Not just Corporate Social Responsibility
Cross-sector partnerships are essential to achieving the scale and impact we need to see. These partnerships can unleash innovative ways of working, mobilising expertise and hard to reach resources, and create shared accountability in an increasingly complex world.
Cross-sector partnerships are essential to achieving the scale and impact we need to see
There is a real opportunity to develop new approaches to partnering that go beyond philanthropy towards generating shared value and each sector has a valuable role to play.
Building partnership models which are long lasting, scalable, transformative, and which create shared value will be key. The rapid transformation heralded by the Fourth Industrial Revolution will demand new ways of working together.
Already, traditional boundaries between the sectors have become blurred, with a less direct role for governments and a wider governance role for business and civil society. In the context of global instability and economic transformation, there are new opportunities and responsibilities for each sector. This also creates a shared set of interests in achieving the UN’s Global Goals, not least in Sustainable Development Goal 17 which is about creating partnerships for the Goals.
Shared value in east Africa
At Plan International, we are already working closely with Accenture and others to lay foundations for transformative social and economic change. Developing countries face massive challenges with youth unemployment. As many as 2/3 of people aged 15 to 24 are unemployed or in irregular employment. The impact of global economic change is likely to exacerbate the problem, creating a potential source of social unrest and political instability.
We understand that it is also an opportunity. If nations and institutions can harness the power and resourcefulness of young people, they can be part of the solution to one of the world’s most pressing problems.
In Uganda, the A Working Future initiative was co-created by Accenture Development Partnerships and Plan International to support youth economic empowerment through innovative collaboration across all sectors.
With funding and technical support from the Swedish International Development Cooperation Agency, a wide ranging partnership – including a number of local businesses– has been formed.
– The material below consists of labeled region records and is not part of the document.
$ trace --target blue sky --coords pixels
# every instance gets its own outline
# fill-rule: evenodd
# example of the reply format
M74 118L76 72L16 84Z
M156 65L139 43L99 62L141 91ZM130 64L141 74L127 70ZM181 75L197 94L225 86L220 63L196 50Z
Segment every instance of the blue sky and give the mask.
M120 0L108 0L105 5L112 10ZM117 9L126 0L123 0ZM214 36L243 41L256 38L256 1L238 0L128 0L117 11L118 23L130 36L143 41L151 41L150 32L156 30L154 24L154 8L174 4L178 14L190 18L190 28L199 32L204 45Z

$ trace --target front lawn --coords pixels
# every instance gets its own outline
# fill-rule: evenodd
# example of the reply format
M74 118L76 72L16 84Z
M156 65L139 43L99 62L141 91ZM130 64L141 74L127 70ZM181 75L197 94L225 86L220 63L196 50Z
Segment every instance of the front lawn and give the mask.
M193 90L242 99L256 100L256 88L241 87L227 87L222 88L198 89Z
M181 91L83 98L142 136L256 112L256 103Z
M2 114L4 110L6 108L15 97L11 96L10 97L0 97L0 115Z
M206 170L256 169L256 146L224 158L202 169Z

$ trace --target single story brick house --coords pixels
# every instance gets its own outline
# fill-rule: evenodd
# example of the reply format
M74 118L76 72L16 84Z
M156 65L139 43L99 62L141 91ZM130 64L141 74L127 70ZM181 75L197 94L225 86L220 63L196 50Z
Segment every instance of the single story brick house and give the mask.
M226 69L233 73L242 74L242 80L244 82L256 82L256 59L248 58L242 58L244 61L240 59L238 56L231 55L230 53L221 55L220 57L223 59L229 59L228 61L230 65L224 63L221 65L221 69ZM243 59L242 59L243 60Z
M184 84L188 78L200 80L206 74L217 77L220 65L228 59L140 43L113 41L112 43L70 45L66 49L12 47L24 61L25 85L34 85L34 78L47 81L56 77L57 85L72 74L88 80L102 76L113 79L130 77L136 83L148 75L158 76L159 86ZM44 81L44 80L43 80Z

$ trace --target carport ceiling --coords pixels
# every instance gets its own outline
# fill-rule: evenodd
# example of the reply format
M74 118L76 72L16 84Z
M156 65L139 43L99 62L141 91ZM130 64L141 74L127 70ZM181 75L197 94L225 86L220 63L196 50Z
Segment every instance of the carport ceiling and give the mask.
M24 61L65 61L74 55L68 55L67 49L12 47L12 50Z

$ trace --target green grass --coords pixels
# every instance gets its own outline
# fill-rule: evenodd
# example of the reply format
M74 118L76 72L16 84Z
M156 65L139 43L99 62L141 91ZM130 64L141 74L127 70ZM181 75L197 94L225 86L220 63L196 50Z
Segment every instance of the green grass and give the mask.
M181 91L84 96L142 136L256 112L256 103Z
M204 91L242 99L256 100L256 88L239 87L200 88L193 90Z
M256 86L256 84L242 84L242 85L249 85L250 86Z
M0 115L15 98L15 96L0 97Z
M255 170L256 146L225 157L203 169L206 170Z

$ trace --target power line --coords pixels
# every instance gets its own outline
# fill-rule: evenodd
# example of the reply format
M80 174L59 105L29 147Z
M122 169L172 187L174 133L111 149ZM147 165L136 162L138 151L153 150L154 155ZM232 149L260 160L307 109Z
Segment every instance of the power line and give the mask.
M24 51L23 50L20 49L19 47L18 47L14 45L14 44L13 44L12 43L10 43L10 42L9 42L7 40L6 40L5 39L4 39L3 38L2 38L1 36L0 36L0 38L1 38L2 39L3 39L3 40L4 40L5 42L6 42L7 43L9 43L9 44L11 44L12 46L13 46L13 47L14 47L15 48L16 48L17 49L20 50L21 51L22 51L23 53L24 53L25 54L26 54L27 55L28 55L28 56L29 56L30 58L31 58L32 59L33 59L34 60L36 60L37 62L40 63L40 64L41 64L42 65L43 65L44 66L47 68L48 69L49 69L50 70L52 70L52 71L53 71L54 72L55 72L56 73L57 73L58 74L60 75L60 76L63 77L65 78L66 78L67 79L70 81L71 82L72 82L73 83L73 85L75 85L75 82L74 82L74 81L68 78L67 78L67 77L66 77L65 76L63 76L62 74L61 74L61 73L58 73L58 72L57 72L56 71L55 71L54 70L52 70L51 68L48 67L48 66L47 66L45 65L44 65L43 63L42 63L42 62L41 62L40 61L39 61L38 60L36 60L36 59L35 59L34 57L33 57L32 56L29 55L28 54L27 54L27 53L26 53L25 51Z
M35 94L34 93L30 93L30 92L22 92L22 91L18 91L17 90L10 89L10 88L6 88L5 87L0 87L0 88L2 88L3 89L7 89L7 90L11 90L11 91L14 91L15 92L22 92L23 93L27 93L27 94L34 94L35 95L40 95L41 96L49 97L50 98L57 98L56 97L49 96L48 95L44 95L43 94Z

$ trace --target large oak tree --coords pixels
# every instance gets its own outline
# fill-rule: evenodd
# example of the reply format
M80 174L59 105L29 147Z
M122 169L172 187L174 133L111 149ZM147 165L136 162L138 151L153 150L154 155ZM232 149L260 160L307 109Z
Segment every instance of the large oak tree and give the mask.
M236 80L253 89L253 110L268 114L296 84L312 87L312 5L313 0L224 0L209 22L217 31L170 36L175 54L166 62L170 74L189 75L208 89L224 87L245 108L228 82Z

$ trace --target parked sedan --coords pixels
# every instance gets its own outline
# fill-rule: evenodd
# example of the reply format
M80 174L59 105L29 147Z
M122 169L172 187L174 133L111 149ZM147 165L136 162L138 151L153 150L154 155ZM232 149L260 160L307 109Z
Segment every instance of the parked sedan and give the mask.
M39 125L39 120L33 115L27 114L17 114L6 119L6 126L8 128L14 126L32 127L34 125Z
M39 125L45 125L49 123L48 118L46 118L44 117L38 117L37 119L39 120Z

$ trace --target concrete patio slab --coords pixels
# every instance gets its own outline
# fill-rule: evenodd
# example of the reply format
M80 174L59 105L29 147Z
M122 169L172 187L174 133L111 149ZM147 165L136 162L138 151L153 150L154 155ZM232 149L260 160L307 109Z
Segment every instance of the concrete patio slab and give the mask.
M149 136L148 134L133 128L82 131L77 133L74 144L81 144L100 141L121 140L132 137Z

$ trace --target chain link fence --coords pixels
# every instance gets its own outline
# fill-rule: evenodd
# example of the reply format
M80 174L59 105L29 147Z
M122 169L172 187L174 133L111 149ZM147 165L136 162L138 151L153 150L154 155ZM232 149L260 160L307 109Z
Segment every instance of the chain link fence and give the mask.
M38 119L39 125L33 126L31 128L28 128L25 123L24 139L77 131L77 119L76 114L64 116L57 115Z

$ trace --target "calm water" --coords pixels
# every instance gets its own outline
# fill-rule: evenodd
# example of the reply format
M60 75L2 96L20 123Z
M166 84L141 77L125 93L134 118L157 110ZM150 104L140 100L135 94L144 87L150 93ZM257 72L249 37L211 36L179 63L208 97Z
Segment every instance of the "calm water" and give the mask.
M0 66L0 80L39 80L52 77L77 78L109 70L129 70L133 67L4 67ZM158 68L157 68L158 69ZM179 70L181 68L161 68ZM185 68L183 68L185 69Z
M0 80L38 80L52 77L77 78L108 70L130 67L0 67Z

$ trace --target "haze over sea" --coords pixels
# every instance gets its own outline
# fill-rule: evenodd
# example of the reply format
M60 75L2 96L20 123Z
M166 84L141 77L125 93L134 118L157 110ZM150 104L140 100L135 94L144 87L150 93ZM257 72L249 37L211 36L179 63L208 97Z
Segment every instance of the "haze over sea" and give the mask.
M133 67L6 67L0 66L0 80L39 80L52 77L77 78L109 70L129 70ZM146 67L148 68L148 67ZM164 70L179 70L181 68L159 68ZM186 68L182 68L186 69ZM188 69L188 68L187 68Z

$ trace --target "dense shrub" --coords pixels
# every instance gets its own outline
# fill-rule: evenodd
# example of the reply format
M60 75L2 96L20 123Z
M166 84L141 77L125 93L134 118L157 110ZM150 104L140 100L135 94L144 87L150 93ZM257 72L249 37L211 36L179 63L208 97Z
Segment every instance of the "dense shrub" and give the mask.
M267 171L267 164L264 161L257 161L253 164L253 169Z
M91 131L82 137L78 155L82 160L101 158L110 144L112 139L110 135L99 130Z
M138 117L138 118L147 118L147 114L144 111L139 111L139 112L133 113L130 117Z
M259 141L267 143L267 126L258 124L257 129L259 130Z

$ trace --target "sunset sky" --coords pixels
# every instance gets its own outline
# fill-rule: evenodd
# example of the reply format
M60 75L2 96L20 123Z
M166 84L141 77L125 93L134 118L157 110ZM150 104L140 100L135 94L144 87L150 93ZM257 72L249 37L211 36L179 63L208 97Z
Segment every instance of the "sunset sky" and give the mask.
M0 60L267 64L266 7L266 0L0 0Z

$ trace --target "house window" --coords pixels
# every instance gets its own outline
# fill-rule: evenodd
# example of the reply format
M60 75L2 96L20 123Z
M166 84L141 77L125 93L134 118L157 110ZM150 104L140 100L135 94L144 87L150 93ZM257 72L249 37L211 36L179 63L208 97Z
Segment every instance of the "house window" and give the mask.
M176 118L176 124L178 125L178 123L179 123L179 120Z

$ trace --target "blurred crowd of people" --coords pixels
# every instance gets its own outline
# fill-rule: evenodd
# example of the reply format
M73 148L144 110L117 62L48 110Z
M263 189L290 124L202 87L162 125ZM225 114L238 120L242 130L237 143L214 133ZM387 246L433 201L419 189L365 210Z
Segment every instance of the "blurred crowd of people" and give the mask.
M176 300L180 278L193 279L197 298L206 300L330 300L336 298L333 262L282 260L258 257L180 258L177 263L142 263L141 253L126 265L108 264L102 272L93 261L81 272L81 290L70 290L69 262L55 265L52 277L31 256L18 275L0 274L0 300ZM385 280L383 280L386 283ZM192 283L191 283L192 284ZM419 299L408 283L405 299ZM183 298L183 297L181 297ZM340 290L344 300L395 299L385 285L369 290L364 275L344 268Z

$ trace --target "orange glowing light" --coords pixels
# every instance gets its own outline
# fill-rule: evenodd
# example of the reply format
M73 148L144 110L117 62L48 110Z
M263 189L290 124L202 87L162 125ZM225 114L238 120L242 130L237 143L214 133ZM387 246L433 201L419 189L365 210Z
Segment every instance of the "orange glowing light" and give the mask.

It provides young people in rural Uganda with access to financial services, teaching them critical skills, and linking them to work opportunities.
The private sector has been invaluable at every stage, from the design of the programme to the delivery of training. Combined with Plan International’s reach, relationships with communities, technical expertise and local networks, over 12,000 young people have benefitted from the programme. The participating youth have seen a 621% increase in average monthly income and a 631% increase in savings. Working with companies like Accenture, we’re now scaling-up the model to bring skills and jobs to 100,000 young people in Uganda, Zambia, Tanzania and Egypt.
This success is the result of bringing together strategic partners from different sectors at global and local level while being able to adapt to local contexts and find ways of working that create sustainable change for all.
Deepening partnerships in an uncertain world
Collaboration was a core objective of A Working Future from the start, more than simply benefiting from each other’s resources and capabilities. The initiative is a model for the kind of partnerships I believe will be increasingly important in coming years.
Different sectors should be open minded about working together
As the boundaries between sectors become blurred, we need to find common ground. Different sectors should be open minded about working together, not afraid to take risks to collaborate in new ways, and to ensure the lessons of these partnership models – good and bad - are shared widely.
As 3,000 global leaders meet this week in Davos to reflect on how together we can create responsive and responsible leadership in a changing world, we hope to share some of the new models of partnership we have been pioneering. We will share our insights on the changing dynamics between sectors, and how we can work together to transform the lives of 100 million girls, our new ambition.
The times are uncertain, the challenges huge, but the task is one that we cannot afford to duck.